**PMs fardados viram réus por extorsão.**
**Dilson Ornelas, Rio de Janeiro **
Três policiais militares do Rio de Janeiro, identificados como subtenente Christiano Vicente Castro de Oliveira, segundo-sargento Janildo Lopes de Souza e cabo Raphael Nascimento da Silva, foram indiciados formalmente por extorsão mediante sequestro nesta segunda-feira (15/9), após a prisão em flagrante na quinta-feira (12/9).
O crime ocorreu na Estrada do Lameirão, em Santíssimo, zona oeste, quando os agentes, de folga mas fardados e armados com fuzis, renderam Ebert de Azevedo da Silva ao chegar em casa com a família, exigindo R$ 500 mil da esposa como resgate.
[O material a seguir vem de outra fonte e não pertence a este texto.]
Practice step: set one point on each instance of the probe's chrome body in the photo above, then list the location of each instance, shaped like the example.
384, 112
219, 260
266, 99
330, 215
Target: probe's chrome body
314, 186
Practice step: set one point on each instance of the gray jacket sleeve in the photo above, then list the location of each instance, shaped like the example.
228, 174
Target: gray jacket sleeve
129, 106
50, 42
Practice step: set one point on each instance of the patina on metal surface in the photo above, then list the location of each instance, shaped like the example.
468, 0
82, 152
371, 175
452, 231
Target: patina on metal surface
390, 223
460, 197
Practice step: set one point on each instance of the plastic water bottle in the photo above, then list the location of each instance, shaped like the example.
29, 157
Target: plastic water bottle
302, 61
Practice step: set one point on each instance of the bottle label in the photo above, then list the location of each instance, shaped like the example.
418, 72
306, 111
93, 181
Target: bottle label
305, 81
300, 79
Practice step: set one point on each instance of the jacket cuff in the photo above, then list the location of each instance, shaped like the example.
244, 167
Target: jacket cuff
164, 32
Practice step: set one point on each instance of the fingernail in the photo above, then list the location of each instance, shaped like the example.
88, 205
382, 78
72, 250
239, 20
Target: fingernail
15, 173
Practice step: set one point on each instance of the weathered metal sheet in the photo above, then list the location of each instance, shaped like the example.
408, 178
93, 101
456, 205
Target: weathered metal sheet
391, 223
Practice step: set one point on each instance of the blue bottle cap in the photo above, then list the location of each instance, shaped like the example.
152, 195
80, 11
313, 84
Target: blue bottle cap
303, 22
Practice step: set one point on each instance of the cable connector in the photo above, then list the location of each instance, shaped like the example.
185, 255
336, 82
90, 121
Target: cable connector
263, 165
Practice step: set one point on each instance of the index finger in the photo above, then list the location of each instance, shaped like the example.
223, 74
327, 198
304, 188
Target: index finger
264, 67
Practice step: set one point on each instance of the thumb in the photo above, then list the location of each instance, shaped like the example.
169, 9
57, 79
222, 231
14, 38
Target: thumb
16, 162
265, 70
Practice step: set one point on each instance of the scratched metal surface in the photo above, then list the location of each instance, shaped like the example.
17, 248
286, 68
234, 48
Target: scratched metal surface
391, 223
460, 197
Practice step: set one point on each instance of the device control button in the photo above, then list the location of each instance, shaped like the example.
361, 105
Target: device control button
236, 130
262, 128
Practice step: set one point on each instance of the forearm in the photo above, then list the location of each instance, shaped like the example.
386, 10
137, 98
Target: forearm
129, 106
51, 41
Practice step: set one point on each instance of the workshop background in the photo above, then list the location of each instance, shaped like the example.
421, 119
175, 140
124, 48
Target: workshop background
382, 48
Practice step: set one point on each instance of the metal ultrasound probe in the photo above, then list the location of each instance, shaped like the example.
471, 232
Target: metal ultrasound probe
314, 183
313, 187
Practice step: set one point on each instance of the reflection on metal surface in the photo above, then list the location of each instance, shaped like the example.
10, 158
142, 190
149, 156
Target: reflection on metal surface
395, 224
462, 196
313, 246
A vítima, com histórico de furto, roubo e tráfico, foi localizada em um esconderijo improvisado na mesma região, graças ao rastreamento do Fiat Palio azul usado pelos suspeitos. A Delegacia Antissequestro (DAS), com apoio da Corregedoria da PM, agiu em menos de quatro horas após o alerta da família, que gravou a ligação dos extorsionários.
A esposa de Ebert, em depoimento emocionado, descreveu o pavor dos filhos, de 8 e 10 anos, que presenciaram a abordagem violenta: “Eles pensaram que era um filme, mas era nosso pesadelo real”.
Os PMs, lotados no Batalhão de Rocha Miranda e no Grupamento de Ações Táticas (GAT), enfrentarão processo na Justiça comum, com pena máxima de 15 anos de reclusão. A Secretaria de Polícia Militar abriu inquérito interno e suspendeu outros agentes do GAT para averiguação, prometendo “tolerância zero” a desvios. Ebert, liberado sem ferimentos graves, foi transferido para custódia federal devido a seus antecedentes.
O caso reacende debates sobre corrupção interna nas forças de segurança, com entidades como o MP-RJ cobrando auditorias regulares. Especialistas em segurança pública veem nisso um sinal de que o crime organizado infiltra até as fileiras da lei, exigindo reformas urgentes na PM fluminense.